When you say to a human, "Please make me some cheesy toast", there is a whole range of actions implicit in that action that are immediately understood: retrieving bread and cheese from where they're both kept, slicing both where required, turning on the grill, toasting the bread, and so forth.
With a robot, it's a little more complicated. You have to teach it that making cheesy toast includes all these actions and then account for variables, such as sliced bread and unsliced bread; and then account for variations in phrasing. That's what researchers Professor Ashutosh Saxena, Dipendra Misra and Jaeyong Sung, both doctoral students at Cornell University, are trying to achieve (PDF) in the Cornell Robot Learning Lab.
The idea is to teach the robots to understand basic commands in colloquial English from different speakers, filling in missing information and adapting to their environment.
For example, the instruction, "Place the pot on the tap and turn the tap on. When it is filled, turn the tap off and heat the pot" includes several missing steps that the robot will have to account for: knowing where the pot and tap are located, moving to those locations, knowing that "heat the pot" implies using the stove, and knowing where the stove is.
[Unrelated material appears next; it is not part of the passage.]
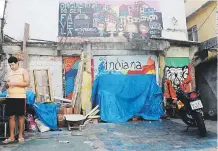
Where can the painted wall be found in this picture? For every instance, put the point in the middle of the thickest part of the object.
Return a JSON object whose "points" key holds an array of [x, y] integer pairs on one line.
{"points": [[206, 26], [176, 73], [70, 72], [45, 25], [54, 64], [138, 64], [132, 20]]}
The robot is equipped with a 3D camera for viewing its environment, running software programmed in the lab for recognising the objects in its environment, linked up with understanding how to use those objects. This means that it knows what a pot is for, even if you move the pot, and how to use a stove.
It has a set of templates for common actions, and has been trained to associate a string of actions with flexible commands; for example, "Take the pot to the stove", "Carry the pot to the stove", "Put the pot on the stove" and "Go to the stove and heat the pot" all mean one thing to the robot.
Of course, it's not entirely perfect yet -- trained to make ramen noodles and make affogato, the robot gets the all the actions correct 64 percent of the time, even when the commands were varied or the environment had changed -- but that's a pretty big step forward, three to four times more accurate than previous methods, the researchers said.
But it's only going to get better: the team is currently seeking help from the public, who can sign up on the Tell Me Dave website. A video game-like interface is used to teach a simulated robot a simple kitchen task; this input then becomes part of a large crowdsourced library of instructions for the robots at Cornell.
"With crowdsourcing at such a scale, robots will learn at a much faster rate," Professor Saxena said.